About 40 people joined a Syrian protest today, briefly chanting political slogans, witnesses said, in the first challenge to the ruling Baath Party since civil unrest swept countries across the Arab world.
Witnesses said protesters marched through Hameediyeh market in Old Damascus before dispersing into side streets, making it difficult to be caught by Syrian secret police, who have beefed up their presence in the wake of the political tumult that overthrew the Tunisian and Egyptian presidents.
Syrian president Bashar al-Assad, who succeeded his father 11 years ago, has said there was no chance the political upheaval shaking the Arab Middle East would spread to Syria
The president also heads the Baath party, in power since 1963, bans opposition and imposes emergency law still in force.
A short YouTube video showed a few dozen people marching after noon prayer near the Umayyad Mosque, one of the holiest places in Islam, clapping and chanting "God, Syria, freedom - that's enough."
The chant is a play on words of one of the government's main slogans "God, Syria, Bashar - that's enough," in reference to the president.
The crowd chanted: "Peaceful, Peaceful", heard in protests that brought down Egypt's president Hosni Mubarak last month.
One political activist said: "The numbers were small but the protest was significant because the security forces, which have prevented all the past gatherings, did not know what hit them this time."

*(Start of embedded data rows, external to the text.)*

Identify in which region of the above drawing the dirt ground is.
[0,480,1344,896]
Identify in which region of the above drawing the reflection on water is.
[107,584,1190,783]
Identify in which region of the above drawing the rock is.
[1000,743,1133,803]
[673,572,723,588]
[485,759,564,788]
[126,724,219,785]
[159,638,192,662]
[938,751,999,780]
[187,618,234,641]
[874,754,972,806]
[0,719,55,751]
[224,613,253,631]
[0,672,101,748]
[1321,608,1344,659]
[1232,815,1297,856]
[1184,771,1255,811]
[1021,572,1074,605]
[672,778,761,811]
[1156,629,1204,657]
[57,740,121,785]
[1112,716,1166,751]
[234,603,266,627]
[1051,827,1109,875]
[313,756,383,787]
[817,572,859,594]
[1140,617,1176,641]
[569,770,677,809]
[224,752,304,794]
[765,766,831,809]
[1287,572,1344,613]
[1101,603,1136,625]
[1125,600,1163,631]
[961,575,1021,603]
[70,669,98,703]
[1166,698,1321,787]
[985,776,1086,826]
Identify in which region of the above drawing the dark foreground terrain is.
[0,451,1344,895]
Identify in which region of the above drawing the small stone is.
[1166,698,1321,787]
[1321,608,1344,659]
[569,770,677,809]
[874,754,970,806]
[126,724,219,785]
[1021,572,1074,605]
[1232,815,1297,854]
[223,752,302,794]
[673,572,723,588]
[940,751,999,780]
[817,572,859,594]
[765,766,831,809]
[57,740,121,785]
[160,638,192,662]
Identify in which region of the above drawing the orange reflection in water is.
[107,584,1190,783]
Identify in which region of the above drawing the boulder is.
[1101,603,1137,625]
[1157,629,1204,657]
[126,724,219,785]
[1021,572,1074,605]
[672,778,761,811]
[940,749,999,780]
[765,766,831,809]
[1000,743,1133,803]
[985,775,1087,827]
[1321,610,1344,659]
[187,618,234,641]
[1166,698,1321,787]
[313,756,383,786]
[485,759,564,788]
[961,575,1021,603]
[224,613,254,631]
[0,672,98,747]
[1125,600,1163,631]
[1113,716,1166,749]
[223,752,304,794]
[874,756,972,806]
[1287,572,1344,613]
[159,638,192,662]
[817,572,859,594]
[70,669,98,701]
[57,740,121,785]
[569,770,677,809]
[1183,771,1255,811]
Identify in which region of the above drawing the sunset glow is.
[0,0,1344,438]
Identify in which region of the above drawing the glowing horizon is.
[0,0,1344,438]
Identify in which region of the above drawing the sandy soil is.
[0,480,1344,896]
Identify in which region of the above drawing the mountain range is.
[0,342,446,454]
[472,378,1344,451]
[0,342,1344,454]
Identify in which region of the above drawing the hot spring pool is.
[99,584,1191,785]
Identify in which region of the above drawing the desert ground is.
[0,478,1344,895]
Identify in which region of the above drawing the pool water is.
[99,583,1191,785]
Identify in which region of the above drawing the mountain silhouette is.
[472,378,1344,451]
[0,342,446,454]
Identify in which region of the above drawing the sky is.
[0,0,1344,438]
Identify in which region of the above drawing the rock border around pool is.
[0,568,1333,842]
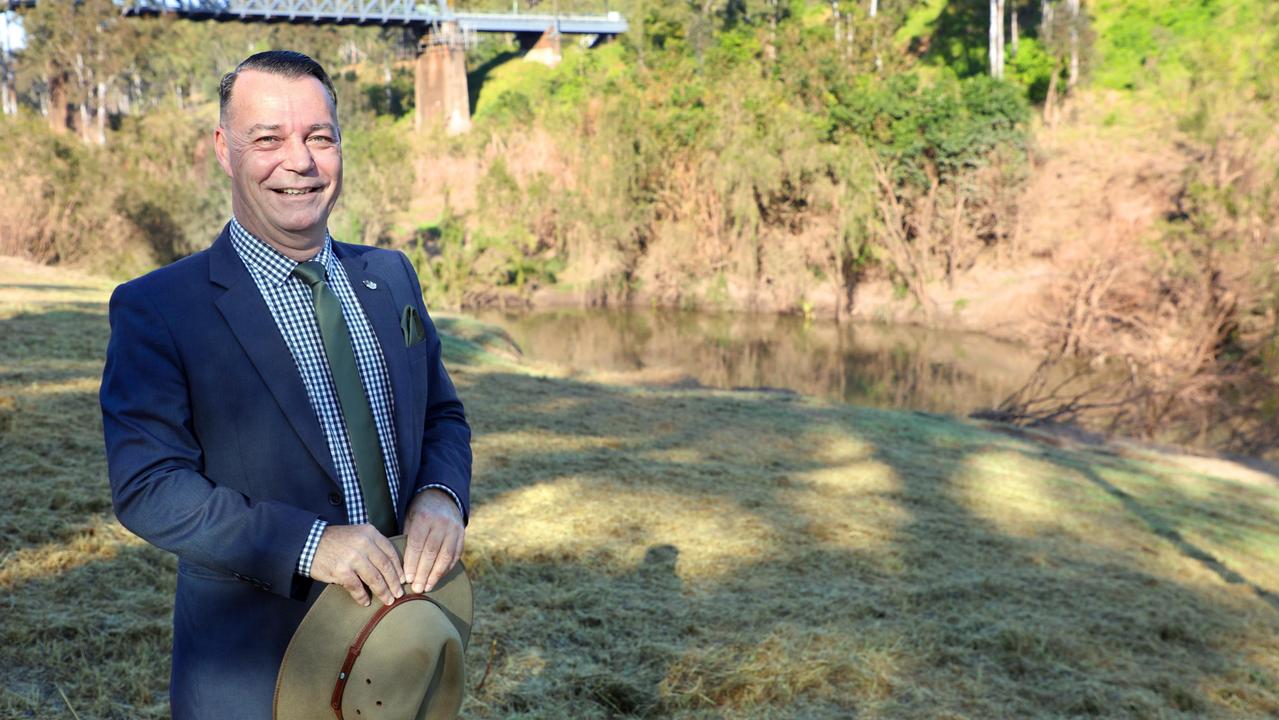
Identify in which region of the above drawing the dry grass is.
[0,255,1279,719]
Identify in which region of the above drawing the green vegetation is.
[0,260,1279,720]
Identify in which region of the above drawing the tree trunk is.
[1044,60,1062,128]
[49,70,68,133]
[764,0,772,63]
[871,0,884,72]
[989,0,1004,79]
[1065,0,1079,90]
[1008,0,1021,58]
[830,0,843,49]
[97,82,106,145]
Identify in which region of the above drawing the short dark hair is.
[217,50,338,124]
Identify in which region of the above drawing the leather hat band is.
[329,593,443,720]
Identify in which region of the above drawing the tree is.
[24,0,127,145]
[990,0,1005,79]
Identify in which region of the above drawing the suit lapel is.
[334,242,421,509]
[210,229,338,482]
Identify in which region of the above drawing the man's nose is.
[284,138,316,174]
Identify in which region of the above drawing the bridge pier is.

A voice in the background of the Youtube video said: "The date is (March) 15th ...This is the first obvious uprising against the Syrian regime ... Alawite or Sunni, all kinds of Syrians, we want to bring down the regime".
Protests inspired by events in Egypt and Tunisia have led to bloody confrontations with authorities in Libya, Bahrain and Yemen.
In a sign that the authorities were keen to prevent the protest spreading, Damascus University closed early today. An event organised at campus by the Netherlands Institute for Academic Studies was cancelled. In the city of Aleppo, security increased around the main Saad al-Jabiri square, witnesses said.
There was no reaction from the Syrian government. President Assad said in an interview published in January that Syria's ruling hierarchy was "very closely linked to the beliefs of the people" and that there was no mass discontent against the state.
Since mass uprisings overthrew Mubarak and Tunisia's Zine al-Abidine Ben Ali, Syrian authorities have intensified a long-running campaign of arrests of dissidents, independent writers and opposition figures.
New York-based Human Rights Watch has said Syria's authorities were among the worst violators of human rights in 2010, jailing lawyers, torturing opponents and using violence to repress ethnic Kurds.
Earlier this month the Syrian Observatory for Human Rights said 13 political prisoners had gone on hunger strike to protest against "political detentions and oppression" in their country.
One of the prisoners, 80-year-old lawyer and former judge Haitham al-Maleh, was later released under an amnesty marking the anniversary of the 1963 coup which brought the Baath party to power.
Officials say political prisoners in Syria have violated the constitution and that outside criticism of the state's human rights record is interference in Syria's affairs.
Syria has enjoyed some international rehabilitation after years in isolation due to disputes with the West over its role in Lebanon and Iraq and its backing for militant groups.